No âmbito Ambiental, Fernando Barriga defende mesmo que aos ambientalistas devem estar perfeitamente integrados nas equipas de exploração do mar profundo porque não é possível pensar hoje sequer nesse tipo de actividade sem ter em consideração essa superior preocupação com a sustentabilidade.

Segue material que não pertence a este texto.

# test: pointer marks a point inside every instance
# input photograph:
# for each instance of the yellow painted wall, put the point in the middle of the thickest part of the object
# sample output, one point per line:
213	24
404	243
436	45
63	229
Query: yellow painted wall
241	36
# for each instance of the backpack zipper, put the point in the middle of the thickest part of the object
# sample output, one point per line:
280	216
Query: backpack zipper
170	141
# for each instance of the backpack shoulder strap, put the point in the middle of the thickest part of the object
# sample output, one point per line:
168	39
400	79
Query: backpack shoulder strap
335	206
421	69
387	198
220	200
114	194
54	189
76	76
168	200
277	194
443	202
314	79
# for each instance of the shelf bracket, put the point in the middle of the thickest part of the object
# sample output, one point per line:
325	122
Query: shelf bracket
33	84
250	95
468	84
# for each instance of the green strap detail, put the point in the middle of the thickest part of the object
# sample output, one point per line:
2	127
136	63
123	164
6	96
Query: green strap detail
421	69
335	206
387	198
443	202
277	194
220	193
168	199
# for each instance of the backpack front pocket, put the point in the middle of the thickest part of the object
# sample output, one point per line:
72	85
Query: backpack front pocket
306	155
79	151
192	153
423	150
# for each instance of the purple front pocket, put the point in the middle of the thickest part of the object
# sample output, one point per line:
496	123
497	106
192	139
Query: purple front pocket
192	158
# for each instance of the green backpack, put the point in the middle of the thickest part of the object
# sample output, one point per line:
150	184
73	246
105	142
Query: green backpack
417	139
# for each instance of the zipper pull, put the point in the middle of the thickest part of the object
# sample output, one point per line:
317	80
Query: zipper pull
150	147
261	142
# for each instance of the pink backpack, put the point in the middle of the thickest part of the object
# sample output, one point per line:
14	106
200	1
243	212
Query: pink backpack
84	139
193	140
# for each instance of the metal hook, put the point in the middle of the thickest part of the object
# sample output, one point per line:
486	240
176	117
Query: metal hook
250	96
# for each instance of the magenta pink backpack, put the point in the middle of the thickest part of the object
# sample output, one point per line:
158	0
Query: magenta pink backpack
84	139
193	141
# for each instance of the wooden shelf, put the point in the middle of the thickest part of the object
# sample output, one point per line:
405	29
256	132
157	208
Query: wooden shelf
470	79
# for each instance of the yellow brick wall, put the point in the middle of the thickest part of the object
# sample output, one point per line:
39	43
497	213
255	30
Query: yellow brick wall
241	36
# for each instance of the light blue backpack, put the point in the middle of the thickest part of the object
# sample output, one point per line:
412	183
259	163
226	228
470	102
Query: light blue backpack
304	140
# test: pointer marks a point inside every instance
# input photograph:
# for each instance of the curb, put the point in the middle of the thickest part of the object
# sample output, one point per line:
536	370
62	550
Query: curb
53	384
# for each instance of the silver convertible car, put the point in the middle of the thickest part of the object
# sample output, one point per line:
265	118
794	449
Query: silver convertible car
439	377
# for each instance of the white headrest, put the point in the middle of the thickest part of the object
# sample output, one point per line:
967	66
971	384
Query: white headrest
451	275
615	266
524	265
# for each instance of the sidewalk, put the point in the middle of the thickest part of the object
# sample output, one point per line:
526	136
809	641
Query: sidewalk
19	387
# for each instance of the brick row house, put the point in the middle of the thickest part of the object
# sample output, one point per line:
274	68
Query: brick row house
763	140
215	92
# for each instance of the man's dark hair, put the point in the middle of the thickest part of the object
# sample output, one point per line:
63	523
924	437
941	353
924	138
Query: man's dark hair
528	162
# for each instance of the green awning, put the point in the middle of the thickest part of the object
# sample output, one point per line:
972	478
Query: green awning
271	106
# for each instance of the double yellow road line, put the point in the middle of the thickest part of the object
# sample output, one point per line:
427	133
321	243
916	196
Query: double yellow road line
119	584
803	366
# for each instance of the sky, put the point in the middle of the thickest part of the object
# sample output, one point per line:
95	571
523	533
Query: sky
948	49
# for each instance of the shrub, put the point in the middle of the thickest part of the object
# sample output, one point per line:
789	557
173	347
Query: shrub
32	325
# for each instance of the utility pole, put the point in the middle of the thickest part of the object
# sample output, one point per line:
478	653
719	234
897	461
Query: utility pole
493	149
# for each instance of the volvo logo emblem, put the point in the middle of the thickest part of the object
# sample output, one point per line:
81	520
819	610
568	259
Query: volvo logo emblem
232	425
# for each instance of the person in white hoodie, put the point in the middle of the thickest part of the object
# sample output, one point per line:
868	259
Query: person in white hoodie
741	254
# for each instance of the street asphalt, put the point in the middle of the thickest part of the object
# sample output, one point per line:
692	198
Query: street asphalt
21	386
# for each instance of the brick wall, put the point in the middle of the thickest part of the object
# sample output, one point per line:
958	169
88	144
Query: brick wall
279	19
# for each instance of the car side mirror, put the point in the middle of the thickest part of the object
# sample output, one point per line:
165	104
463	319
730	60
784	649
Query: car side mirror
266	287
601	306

Todavia, como também se sabe, os processos de mineração evoluíram extraordinariamente nos últimos anos e os riscos actualmente também são mínimos, como, noutro domínio mas não menos exemplificativo, é o actual caso da Mina de Aljustrel, perfeita ilustração de quanto é possível fazer nos actuais processos de mineração mantendo um respeita perfeito por todas as questões ambientais.

Uma preocupação que deve existir tanto mais quanto a futura exploração do mar profundo é inevitável.

No sentido, bastará pensar nas potencialidades da faixa pirite alentejana, formada há mais de 350 milhões de anos abaixo do fundo do mar, muito estudada já, para se compreender também a imensa riqueza passível de estar escondida nos fundos marinhos e que não deixará de vir a ser, inevitavelmente, explorada, nem se compreendendo mesmo que assim não fosse.

Um paralelismo pode ser, de resto, estabelecido com a própria agricultura, igualmente tão inevitável quanto ambientalmente terrível, conduzindo não só ao desaparecimento do solo arável, estimando-se mesmo uma taxa na casa dos 1% de área perdida anualmente, como à possibilidade de contaminação dos lençóis freáticos, entre outros aspectos.

Mas é inevitável, indispensável, tal como no futuro, irá ser a exploração do mar profundo, o que não significa, porém, que não se tenha o maior dos cuidados e a maior das preocupações no que respeita à respectiva sustentabilidade ambiental.